Center for Interventional Oncology, NIH Clinical Center, National Institutes of Health, 10 Center Drive, Bethesda, MD, USA.
Clinical Research Directorate/Clinical Monitoring Research Program, Leidos Biomedical Research, Inc, NCI Campus at Frederick, 1050 Boyle Street, Frederick, MD, USA.
Abdom Radiol (NY). 2018 Dec;43(12):3436-3444. doi: 10.1007/s00261-018-1631-z.
The purpose of the study was to determine if the ≥ 15 mm threshold currently used to define PIRADS 5 lesions is the optimal size threshold for predicting high likelihood of clinically significant (CS) cancers.

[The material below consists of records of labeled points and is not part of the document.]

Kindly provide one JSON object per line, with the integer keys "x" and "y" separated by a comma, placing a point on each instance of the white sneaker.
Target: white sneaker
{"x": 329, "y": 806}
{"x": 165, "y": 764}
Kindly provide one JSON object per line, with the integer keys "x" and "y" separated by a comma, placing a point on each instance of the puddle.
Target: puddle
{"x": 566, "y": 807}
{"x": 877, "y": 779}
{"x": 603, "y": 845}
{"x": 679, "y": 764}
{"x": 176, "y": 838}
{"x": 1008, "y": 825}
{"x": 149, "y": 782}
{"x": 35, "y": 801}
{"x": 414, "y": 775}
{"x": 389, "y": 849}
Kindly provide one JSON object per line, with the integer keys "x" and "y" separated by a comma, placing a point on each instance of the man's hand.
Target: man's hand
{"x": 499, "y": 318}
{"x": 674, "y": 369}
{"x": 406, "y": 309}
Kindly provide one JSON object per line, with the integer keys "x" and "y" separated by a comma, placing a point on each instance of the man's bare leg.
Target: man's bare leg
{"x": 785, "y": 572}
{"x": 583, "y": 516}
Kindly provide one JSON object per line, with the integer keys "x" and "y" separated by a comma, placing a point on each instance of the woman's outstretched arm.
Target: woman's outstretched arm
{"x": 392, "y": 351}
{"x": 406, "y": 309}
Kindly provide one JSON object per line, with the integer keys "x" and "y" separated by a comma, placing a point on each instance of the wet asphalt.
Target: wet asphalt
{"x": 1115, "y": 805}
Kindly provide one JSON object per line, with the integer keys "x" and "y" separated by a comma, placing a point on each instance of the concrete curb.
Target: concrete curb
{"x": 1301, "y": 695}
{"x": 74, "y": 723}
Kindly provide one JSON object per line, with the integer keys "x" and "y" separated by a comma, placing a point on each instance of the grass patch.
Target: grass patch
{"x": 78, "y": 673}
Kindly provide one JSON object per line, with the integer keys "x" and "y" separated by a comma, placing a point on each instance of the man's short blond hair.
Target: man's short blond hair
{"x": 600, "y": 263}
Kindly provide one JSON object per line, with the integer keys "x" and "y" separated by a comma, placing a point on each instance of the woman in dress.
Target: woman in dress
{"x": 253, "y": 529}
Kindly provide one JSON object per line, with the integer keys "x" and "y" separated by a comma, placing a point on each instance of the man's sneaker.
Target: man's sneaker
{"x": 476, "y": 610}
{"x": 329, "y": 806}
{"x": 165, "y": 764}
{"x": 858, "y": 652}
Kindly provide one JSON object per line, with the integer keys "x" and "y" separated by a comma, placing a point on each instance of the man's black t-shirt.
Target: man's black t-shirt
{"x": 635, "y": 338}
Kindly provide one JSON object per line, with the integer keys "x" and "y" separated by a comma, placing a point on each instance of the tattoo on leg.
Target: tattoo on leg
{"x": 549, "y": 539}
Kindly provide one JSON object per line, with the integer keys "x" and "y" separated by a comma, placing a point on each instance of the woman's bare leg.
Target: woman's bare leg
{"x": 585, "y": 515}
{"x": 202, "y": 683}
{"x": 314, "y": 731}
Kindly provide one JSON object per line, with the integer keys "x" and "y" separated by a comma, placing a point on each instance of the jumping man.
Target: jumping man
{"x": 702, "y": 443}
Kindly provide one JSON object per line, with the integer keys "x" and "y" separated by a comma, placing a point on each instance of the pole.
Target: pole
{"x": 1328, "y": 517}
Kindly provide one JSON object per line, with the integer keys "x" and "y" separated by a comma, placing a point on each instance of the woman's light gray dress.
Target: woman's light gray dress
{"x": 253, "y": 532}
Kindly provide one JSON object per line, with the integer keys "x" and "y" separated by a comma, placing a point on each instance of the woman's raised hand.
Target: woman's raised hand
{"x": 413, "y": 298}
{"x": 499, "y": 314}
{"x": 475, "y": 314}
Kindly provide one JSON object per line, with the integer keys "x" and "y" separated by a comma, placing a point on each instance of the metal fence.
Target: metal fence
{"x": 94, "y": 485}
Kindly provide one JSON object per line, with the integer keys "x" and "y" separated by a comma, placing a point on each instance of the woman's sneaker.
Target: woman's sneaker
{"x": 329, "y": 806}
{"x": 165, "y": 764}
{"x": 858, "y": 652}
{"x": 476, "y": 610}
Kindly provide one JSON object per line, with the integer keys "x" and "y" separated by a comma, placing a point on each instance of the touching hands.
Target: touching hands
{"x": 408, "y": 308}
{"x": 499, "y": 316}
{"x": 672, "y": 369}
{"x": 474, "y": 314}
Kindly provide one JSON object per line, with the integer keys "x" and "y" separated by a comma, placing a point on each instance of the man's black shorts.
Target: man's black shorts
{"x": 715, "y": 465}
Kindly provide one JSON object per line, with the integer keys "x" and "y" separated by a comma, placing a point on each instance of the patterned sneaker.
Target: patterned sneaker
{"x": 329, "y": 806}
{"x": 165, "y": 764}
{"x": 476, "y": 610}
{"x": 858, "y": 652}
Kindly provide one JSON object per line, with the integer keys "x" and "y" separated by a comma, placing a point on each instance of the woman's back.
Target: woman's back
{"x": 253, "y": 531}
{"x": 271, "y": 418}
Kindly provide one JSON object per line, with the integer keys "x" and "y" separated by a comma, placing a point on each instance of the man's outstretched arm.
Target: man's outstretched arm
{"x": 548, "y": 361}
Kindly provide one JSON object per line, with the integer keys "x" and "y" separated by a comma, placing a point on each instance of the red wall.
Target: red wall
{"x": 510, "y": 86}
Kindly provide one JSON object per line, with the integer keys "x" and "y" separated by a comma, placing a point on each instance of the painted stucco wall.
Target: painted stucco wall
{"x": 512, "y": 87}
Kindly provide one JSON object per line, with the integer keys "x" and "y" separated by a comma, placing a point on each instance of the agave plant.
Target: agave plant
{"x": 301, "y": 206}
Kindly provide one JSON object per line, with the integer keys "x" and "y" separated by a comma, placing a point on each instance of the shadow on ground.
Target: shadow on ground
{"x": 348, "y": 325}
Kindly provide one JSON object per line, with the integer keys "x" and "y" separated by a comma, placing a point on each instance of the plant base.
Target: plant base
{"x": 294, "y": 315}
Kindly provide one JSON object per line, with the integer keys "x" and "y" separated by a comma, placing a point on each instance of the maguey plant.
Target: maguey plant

Three hundred and fifty-eight lesions that may be changed from category 4 to 5 or vice versa on the basis of the size criterion (category 4: n = 288, category 5: n = 70) from 255 patients were evaluated. Kendall's tau-b statistic accounting for inter-lesion correlation, generalized estimation equation logistic regression, and receiver operating curve analysis evaluated two lesion size-metrics (lesion diameter and relative lesion diameter-defined as lesion diameter/prostate volume) for ability to identify CS (Gleason grade ≥ 3 + 4) cancer at targeted biopsy. Optimal cut-points were identified using the Youden index. Analyses were performed for the whole prostate (WP) and zone-specific sub-cohorts of lesions in the peripheral and transition zones (PZ and TZ).
Lesion diameter showed a modest correlation with Gleason grade (WP: τB = 0.21, p < 0.0001; PZ: τB = 0.13, p = 0.02; TZ: τB = 0.32, p = 0.001), and association with CS cancer detection (WP: AUC = 0.63, PZ: AUC = 0.59, TZ: AUC = 0.74). Empirically derived thresholds (WP: 14 mm, PZ: 13 mm, TZ: 16 mm) performed similarly to the current ≥ 15 mm standard. Lesion relative lesion diameter improved identification of CS cancers compared to lesion diameter alone (WP: τB = 0.30, PZ: τB = 0.24, TZ: τB = 0.42, all p < 0.0001). AUC also improved for WP and PZ lesions (WP: AUC = 0.70, PZ: AUC = 0.68, and TZ: AUC = 0.74).
The current ≥ 15 mm diameter threshold is a reasonable delineator of PI-RADS category 4 and category 5 lesions in the absence of extraprostatic extension to predict CS cancers. Additionally, relative lesion diameter can improve identification of CS cancers and may serve as another option for distinguishing category 4 and 5 lesions.
本研究旨在确定目前用于定义 PI-RADS5 病变的≥15mm 阈值是否是预测临床显著(CS)癌症的最佳大小阈值。
评估了 255 名患者中可能根据大小标准(类别 4:n=288,类别 5:n=70)从 4 类变为 5 类或反之的 358 个病变。使用 Kendall's tau-b 统计量考虑病变间相关性、广义估计方程逻辑回归和接收者操作曲线分析两种病变大小指标(病变直径和相对病变直径-定义为病变直径/前列腺体积)在靶向活检中识别 CS(Gleason 分级≥3+4)癌症的能力。使用 Youden 指数确定最佳切点。对整个前列腺(WP)和外周和过渡区(PZ 和 TZ)病变的特定区域亚群进行了分析。
病变直径与 Gleason 分级呈中度相关(WP:τB=0.21,p<0.0001;PZ:τB=0.13,p=0.02;TZ:τB=0.32,p=0.001),并与 CS 癌检测相关(WP:AUC=0.63,PZ:AUC=0.59,TZ:AUC=0.74)。经验得出的阈值(WP:14mm,PZ:13mm,TZ:16mm)与当前的≥15mm 标准表现相当。病变相对病变直径与单独病变直径相比,可提高 CS 癌的识别能力(WP:τB=0.30,PZ:τB=0.24,TZ:τB=0.42,均 p<0.0001)。WP 和 PZ 病变的 AUC 也有所提高(WP:AUC=0.70,PZ:AUC=0.68,TZ:AUC=0.74)。
在没有前列腺外延伸的情况下,目前的≥15mm 直径阈值是 PI-RADS 4 类和 5 类病变的合理划定标准,可预测 CS 癌症。此外,相对病变直径可以提高 CS 癌的识别能力,并可能成为区分 4 类和 5 类病变的另一种选择。